Musical commentary by Mark Sebastian Jordan
I could be wrong.
Perhaps the late English composer Sir Malcolm Arnold will never become a roaring mainstream success. After all, one has to go quite a ways away from normal to meet this stealthy populist’s real meanings. But I’ll say this: In forty years of listening to classical music, I’ve called numerous trends before they hit.
I knew Mahler would become central to the mainstream years before it happened.
I knew Shostakovich would become the new Mahler as realization hit listeners that this was a profound artist saying complex things.
I also predicted that Brahms would slide in the pantheon, as he has. While still a great composer, his recipe for plush, introspective comfort misses the mark in a violent, technologically spasmodic world.

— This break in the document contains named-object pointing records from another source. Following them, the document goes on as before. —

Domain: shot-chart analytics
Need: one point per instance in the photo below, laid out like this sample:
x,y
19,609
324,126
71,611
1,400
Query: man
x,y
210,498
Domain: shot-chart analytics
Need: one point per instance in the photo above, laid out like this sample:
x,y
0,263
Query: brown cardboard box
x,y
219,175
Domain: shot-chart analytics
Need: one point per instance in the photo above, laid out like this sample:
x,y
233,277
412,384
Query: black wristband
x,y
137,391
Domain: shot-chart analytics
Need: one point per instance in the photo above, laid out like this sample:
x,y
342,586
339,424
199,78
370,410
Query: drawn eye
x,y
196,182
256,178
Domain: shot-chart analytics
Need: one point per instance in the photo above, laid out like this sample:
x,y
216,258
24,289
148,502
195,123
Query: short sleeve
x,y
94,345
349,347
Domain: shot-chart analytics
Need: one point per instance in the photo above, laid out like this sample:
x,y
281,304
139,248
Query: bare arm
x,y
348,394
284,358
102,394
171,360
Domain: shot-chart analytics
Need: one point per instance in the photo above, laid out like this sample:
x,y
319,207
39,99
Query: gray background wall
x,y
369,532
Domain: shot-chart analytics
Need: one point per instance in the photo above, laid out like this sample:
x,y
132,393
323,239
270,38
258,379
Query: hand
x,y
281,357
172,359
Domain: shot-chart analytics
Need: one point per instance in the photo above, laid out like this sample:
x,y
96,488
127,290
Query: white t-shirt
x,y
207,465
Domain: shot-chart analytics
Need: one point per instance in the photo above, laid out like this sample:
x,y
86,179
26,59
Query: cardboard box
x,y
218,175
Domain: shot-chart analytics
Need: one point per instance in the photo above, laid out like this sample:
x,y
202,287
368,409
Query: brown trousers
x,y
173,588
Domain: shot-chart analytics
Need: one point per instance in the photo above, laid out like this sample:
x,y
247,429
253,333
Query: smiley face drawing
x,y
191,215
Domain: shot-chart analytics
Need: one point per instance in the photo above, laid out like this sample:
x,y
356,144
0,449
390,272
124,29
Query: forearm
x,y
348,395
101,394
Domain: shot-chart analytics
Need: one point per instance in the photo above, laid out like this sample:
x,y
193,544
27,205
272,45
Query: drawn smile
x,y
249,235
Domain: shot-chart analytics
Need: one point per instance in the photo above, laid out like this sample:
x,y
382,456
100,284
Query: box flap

But there is a composer, already passed, who had his nervous finger on the pulse of what was to come in our increasingly dysfunctional world, and it was because he was so dysfunctional himself. His name was Malcolm Arnold. Precocious and staggeringly gifted, Arnold played and wrote music from childhood, and found himself appointed principal trumpet of the London Philharmonic in his early twenties.
At the same time, he was writing music and getting his foot in the door of the world of film. Writing film scores made it possible for Arnold to leave his day job in the orchestra and devote himself to composing. He ended up writing the music for over a hundred films, winning an Oscar for his score to The Bridge on the River Kwai. His extraordinary level of energy allowed Arnold to also compose numerous concert works, ballet scores, band music, and chamber music.
It sounds like the ultimate composing success story. Why wasn’t it?